La démarche souple et l’oreille affûtée, le grand prédateur, toujours plus nombreux en Suisse, cherche de nouveaux territoires. Et s’approche des zones urbaines. Faudra-t-il s’habituer à sa présence en plaine?

L’affaire a de quoi surprendre. On savait que le loup transalpin avait remis la patte en Suisse depuis une vingtaine d’années. Mais on le croyait surtout tapi au fond des vallées valaisannes ou grisonnes, prêt à bondir sur les brebis. La présence d’un spécimen, retrouvé mort sur les rails dans la banlieue zurichoise il y a une dizaine de jours, change la donne. Quoi, Ysengrin, comme maître Goupil avant lui, prendrait-il le chemin des villes?
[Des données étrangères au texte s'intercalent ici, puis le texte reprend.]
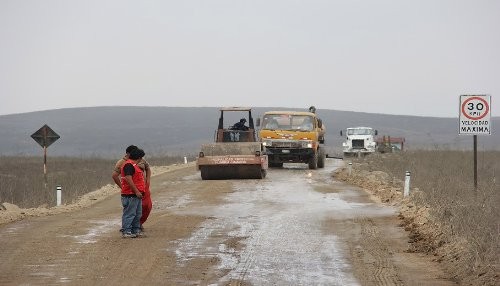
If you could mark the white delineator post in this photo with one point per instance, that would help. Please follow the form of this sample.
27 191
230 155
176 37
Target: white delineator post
407 184
58 195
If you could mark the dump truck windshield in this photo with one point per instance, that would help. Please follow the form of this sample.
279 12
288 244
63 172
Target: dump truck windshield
288 122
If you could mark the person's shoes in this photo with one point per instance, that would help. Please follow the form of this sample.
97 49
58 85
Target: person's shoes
129 235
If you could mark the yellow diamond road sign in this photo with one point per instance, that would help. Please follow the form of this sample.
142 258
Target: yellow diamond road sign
45 136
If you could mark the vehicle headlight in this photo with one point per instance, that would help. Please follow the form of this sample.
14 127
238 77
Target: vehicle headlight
306 144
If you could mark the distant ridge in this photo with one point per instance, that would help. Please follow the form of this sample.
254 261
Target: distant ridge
106 131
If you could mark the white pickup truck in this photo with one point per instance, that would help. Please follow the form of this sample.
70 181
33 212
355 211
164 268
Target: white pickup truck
359 141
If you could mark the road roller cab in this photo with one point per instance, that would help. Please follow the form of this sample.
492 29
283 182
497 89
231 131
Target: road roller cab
235 152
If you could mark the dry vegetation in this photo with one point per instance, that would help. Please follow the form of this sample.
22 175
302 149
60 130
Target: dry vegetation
446 216
22 181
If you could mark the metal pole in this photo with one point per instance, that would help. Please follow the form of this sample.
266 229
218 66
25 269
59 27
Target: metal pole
45 165
58 195
407 184
475 162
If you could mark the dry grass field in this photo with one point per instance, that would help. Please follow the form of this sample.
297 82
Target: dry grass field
463 229
23 181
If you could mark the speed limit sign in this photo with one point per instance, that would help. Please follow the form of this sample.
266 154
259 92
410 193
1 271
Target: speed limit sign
475 114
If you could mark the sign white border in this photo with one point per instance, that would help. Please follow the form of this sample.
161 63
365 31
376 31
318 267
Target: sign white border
474 115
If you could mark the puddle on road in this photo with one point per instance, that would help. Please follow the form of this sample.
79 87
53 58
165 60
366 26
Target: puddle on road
98 228
280 219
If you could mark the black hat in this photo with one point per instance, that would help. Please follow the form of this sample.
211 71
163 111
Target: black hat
137 154
130 148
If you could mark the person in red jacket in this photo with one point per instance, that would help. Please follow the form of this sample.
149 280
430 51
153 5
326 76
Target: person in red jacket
147 203
133 187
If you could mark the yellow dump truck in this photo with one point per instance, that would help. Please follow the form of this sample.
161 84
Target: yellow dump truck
293 137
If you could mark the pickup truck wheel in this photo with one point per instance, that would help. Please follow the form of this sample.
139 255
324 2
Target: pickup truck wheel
321 158
313 162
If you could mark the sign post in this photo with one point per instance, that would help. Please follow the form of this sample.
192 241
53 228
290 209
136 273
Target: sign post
45 136
475 119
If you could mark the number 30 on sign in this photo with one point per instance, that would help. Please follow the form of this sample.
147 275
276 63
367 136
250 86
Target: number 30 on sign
475 113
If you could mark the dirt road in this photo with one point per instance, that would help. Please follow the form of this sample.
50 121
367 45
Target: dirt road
296 227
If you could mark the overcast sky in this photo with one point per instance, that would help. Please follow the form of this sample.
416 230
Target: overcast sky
386 56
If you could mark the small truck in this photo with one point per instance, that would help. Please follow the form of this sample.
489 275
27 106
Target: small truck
359 141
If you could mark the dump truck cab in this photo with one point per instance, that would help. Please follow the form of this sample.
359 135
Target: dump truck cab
293 137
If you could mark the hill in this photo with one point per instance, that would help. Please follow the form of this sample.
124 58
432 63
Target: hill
106 131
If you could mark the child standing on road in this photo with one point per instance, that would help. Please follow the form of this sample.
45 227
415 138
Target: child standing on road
133 187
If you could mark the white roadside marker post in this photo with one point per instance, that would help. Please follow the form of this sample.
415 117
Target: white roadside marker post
407 184
58 195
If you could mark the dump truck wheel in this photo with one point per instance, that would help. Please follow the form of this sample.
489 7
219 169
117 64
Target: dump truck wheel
321 158
263 174
313 162
276 165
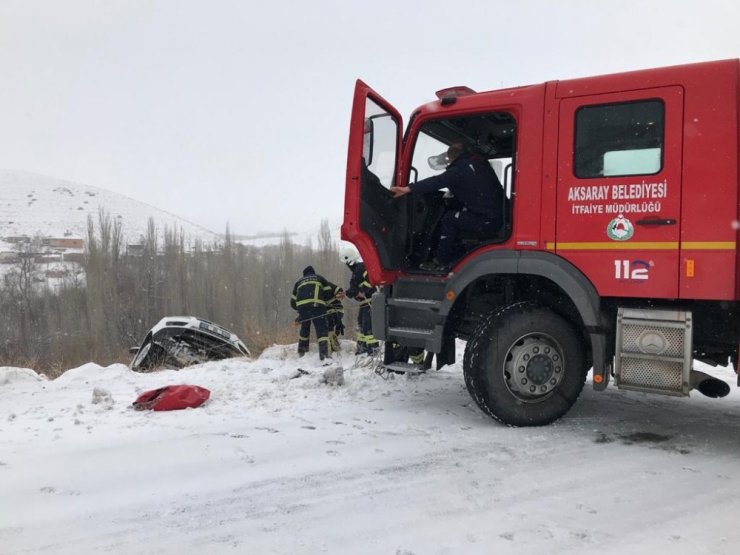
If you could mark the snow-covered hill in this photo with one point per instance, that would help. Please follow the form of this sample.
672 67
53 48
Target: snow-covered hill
279 461
33 204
Le WWF ne cache pas sa surprise, mais relativise aussitôt la situation. «Oui, c’est étonnant, mais pas extraordinaire non plus. On sait que les loups sont capables de parcourir 60 à 80 km par jour. Dans le cas zurichois, sans doute était-ce un jeune mâle en quête d’un nouveau territoire», explique Pierrette Rey, porte-parole romande du WWF.

On compte aujourd’hui entre vingt et trente canis lupus en Suisse (vingt et un individus ont été identifiés génétiquement entre avril 2012 et mars 2014 par le KORA, organisme qui s’occupe de l’écologie des grands carnivores). Dont une meute établie dans le massif de Calanda (GR). Une population qui augmente régulièrement, mais pas si vite que ça, d’après le WWF. «Il faut beaucoup de temps, soit une vingtaine d’années, pour qu’une meute se crée et évolue. La Suisse n’est pas encore envahie par les loups contrairement à ce que prétendent certains politiciens populistes.»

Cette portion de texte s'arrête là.